Smart grid. Strategia per le comunità dell’energia su scala urbana PDF

La sostenibilità è la caratteristica di un processo o di uno stato che può essere mantenuto a un certo livello indefinitamente. Il principio guida della sostenibilità è lo sviluppo sostenibile, che riguarda, in modo interconnesso, l’ambito ambientale, quello economico e quello sociale. I settori culturale, tecnologico e politico sono, invece, considerati come sotto-smart grid. Strategia per le comunità dell’energia su scala urbana PDF dello sviluppo sostenibile. La sostenibilità può anche essere definita come un processo socio-ecologico caratterizzato dal desiderio di perseguire un ideale comune.
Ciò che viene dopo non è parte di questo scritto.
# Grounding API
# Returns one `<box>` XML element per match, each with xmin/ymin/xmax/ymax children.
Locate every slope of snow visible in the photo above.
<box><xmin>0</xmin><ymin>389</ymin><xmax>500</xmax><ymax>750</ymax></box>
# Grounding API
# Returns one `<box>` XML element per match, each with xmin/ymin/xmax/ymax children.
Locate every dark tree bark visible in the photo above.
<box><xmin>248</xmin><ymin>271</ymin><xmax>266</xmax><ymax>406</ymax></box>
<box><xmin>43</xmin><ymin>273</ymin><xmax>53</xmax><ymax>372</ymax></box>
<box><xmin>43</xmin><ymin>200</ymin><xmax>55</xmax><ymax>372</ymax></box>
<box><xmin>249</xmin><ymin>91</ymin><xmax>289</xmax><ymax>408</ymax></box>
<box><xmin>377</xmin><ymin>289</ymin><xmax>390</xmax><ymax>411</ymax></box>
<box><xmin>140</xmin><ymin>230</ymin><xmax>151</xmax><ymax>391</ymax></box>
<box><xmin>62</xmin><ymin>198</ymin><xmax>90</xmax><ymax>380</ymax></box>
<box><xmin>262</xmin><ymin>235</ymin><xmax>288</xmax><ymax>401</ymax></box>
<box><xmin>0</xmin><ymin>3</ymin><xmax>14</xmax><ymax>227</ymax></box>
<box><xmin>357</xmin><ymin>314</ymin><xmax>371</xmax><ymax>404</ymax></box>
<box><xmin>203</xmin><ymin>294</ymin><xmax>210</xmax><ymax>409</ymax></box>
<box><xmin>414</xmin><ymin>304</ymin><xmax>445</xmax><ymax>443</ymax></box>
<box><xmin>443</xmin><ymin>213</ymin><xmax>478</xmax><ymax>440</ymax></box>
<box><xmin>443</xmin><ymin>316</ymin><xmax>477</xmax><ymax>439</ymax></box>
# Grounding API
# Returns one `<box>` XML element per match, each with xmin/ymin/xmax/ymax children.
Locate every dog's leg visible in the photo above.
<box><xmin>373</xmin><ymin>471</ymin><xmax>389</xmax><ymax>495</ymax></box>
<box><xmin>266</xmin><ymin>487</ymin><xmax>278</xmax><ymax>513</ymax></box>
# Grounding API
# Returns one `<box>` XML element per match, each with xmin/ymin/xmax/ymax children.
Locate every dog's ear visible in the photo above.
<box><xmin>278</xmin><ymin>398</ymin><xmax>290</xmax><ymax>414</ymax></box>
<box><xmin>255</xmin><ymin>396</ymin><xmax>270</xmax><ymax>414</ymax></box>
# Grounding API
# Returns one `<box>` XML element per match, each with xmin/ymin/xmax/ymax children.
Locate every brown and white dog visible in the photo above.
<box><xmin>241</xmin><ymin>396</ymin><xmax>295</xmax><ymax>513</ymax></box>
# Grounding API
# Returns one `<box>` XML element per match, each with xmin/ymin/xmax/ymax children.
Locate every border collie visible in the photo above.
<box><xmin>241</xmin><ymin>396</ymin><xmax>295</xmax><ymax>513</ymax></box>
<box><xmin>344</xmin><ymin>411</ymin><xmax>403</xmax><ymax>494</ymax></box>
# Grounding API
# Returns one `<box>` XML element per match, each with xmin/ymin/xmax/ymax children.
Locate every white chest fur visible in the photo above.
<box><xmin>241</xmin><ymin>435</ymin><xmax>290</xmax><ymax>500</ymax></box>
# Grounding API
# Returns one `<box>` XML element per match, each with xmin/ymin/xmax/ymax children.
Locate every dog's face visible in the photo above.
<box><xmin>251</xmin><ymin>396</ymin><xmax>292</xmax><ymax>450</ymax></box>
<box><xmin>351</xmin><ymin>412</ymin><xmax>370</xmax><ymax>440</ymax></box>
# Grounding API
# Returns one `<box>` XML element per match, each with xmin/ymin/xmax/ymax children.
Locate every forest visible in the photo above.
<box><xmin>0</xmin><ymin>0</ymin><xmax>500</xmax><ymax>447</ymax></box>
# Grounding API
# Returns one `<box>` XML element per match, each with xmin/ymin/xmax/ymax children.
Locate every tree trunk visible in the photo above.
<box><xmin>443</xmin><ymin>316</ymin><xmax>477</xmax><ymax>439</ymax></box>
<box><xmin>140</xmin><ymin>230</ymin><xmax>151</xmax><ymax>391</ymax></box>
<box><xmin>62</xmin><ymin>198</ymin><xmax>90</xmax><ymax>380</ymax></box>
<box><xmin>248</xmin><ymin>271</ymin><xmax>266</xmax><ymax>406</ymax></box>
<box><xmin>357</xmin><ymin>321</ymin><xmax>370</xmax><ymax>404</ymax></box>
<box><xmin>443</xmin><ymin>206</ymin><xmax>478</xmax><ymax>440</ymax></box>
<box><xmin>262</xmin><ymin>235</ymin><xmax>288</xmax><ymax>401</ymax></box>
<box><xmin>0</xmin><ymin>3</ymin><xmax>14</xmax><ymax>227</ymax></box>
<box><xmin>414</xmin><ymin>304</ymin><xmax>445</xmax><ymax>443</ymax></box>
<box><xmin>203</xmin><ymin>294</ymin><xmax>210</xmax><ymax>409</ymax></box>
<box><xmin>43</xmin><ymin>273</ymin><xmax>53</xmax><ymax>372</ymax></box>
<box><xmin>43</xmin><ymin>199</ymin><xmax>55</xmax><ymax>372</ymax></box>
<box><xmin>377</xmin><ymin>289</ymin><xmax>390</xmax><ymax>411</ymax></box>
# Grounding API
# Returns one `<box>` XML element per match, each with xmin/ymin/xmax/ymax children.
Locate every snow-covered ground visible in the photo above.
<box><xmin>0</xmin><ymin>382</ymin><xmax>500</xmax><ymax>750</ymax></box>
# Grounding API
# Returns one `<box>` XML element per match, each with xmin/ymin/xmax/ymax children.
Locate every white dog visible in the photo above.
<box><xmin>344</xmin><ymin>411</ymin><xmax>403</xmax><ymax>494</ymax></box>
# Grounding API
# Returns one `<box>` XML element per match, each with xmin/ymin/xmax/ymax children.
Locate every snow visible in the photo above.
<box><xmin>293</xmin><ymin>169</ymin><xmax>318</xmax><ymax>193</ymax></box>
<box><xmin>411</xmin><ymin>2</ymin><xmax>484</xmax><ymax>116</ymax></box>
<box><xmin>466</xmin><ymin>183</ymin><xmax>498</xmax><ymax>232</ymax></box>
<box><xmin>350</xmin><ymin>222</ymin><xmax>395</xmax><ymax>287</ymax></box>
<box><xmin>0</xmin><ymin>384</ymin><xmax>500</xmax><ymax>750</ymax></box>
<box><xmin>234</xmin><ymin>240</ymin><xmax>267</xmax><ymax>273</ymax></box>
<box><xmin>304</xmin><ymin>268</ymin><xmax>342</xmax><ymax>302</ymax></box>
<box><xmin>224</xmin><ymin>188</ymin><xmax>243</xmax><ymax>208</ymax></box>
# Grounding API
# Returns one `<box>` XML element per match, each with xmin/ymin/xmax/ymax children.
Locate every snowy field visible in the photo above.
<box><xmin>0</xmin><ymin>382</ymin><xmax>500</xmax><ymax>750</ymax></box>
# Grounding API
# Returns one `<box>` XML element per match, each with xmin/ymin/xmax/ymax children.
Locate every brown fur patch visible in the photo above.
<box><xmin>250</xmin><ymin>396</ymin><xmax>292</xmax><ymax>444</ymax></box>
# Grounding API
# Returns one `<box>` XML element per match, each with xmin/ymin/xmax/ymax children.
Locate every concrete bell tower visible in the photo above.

Författare: Livio De Santoli.

Il futuro in campo energetico si basa su una programmazione a medio-lungo termine che promuova l’uso intelligente delle nuove tecnologie e la consapevolezza e la responsabilità delle istituzioni e degli individui. Questa programmazione deve, tra l’altro, dettare le forme di una transizione verso un modello diverso, che affronti in modo innovativo l’interazione tra consumi e produzioni e che permetta una coerente penetrazione delle energie rinnovabili e dell’efficienza energetica nel tessuto industriale, civile e dei trasporti. Cambiare il modello energetico significa cambiare la società, perché si definisce un ruolo nuovo per l’individuo, positivamente e volontariamente portato a un atteggiamento più consapevole e attivo sia come consumatore (smart users), sia come produttore (prosumers). Il testo affronta il tema delle Comunità dell’Energia dal punto della loro realizzazione con una certezza di fondo: le tecnologie esistono e possono essere implementate subito. Quello che manca è una strategia a medio e lungo termine capace di costruire una road-map per la transizione. I contributi del testo propongono uno scenario tecnico per un modello di decarbonizzazione dell’energia, le tecnologie e la regolamentazione, le valutazioni tecnico-economiche, l’innovazione delle reti elettriche. In questa rassegna sono stati coinvolti i principali attori tecnico-scientifici italiani: le Università, il MiSE, RSE, l’ENEA, l’ENSIEL.

Per quanto possa essere difficile raggiungere tale ideale, un atteggiamento perseverante e dinamico fa in modo che il processo dia luogo a un sistema sostenibile. Ecosistemi e sistemi ambientali sani sono necessari per la sopravvivenza della specie umana e degli organismi viventi. In ambito ambientale, la sostenibilità è considerata una prerogativa essenziale per garantire la stabilità di un ecosistema, cioè la capacità di mantenere nel futuro i processi ecologici che avvengono all’interno di un ecosistema e la sua biodiversità. Tale concetto di sostenibilità è stato il primo a essere definito e analizzato. Tale generalizzazione del concetto di sostenibilità è stata svolta usando il concetto di “sistema”, che è più generale del concetto di “ecosistema”. Il concetto di sostenibilità economica è alla base delle riflessioni nell’ambito dell’economia dello sviluppo che studiano la possibilità futura che un processo economico “duri” nel tempo. Un ulteriore modello è quello in cui vengono indicate le sette modalità con cui l’uomo cerca di soddisfare tutte le sue necessità e aspirazioni: economia, comunità, gruppi occupazionali, governo, ambiente, cultura e fisiologia.

Sia su scala globale sia individuale, ciascuna delle sette modalità può essere considerata come facente parte di una gerarchia di sette livelli. Le attività di ricerca e innovazione sono parti essenziali per la sostenibilità. Un chiaro esempio è offerto dalle politiche europee in materia di ricerca e innovazione ambientale. Tali politiche sono volte a definire e sviluppare un’agenda trasformativa che renda più verdi economia e società in modo da farle diventare più sostenibili. In ecologia, per resilienza si intende la capacità di un ecosistema di resistere a una perturbazione ambientale e riuscire a conservare la propria struttura di base e vitalità. Una visione pratica della sostenibilità consiste in sistemi chiusi che mantengono illimitatamente i processi di produttività attraverso la sostituzione delle risorse usate dall’attività umana con risorse di uguale o maggior valore effettuata da quelle stesse persone, senza deteriorare o danneggiare i sistemi naturali biotici.